The prolonged Reserve Mining case may become a classic example of the problem of reconciling health and environmental protection with jobs and profits. After nearly six years of litigation in state and federal courts and the expenditure of millions of dollars on legal fees, the battle appears to be nearing legal resolution. The company will have to stop dumping asbestos-like taconite tailings into Lake Superior as soon as it completes a suitable disposal site on land—which will take until 1980. The year's chronology of legal decisions follows in brief:
Early in 1977, the Minnesota district court ruled in favor of Reserve Mining's Milepost 7 disposal site rather than the more distant Milepost 20 site recommended by the state. It ordered the state Department of Natural Resources and the Minnesota Pollution Control Agency to issue the necessary disposal permits. The state agencies appealed the decision to the state supreme court and lost.
In late spring, the original federal court decision (which would have required the company to shut down by July 7, 1977) was modified to allow Reserve to continue discharging its tailings into Lake Superior until April 15, 1980, pending completion of the on-land disposal basin.

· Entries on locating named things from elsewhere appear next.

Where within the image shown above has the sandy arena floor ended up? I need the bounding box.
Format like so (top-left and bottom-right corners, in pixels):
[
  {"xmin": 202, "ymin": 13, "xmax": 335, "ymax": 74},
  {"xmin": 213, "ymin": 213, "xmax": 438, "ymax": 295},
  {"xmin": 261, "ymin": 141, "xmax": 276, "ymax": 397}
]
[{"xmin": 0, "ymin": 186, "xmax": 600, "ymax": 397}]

By July, the state agencies issued the disposal permits. Perhaps for all practical purposes, the case could have been considered closed, except that the company contested in court some of the conditions relating to air and water quality standards stipulated in one of the state permits. The court ruled in favor of Reserve's position and once again the state appealed the decision to the state's supreme court.
Based on previous experience, it would be hazardous to guess when this issue will be settled. But meanwhile, some major results of the long litigation can be summed up as follows:
- Reserve Mining has begun preliminary construction of an on-land waste disposal site for tailings, which along with the accompanying transport network is expected to cost $370 million.
- Tailings will continue to be discharged into the lake until 1980, and the residents of the north shore communities will still drink filtered water.
- Reserve has agreed to modify its production process to lower the ambient levels of asbestiform fibers in the air which an earlier court decision had held to present a risk to health.
- A major source of iron ore is still in production, and the residents still have their jobs in what otherwise would have been an economically depressed area.
- Along the way, the court assessed the company $1 million in fines and court costs for violations of the state water-discharge permits and of earlier court orders. On two issues the results are not yet in: What price, if any, has been paid in human health and what lessons for regulatory policy, if any, can be learned from the legal marathon.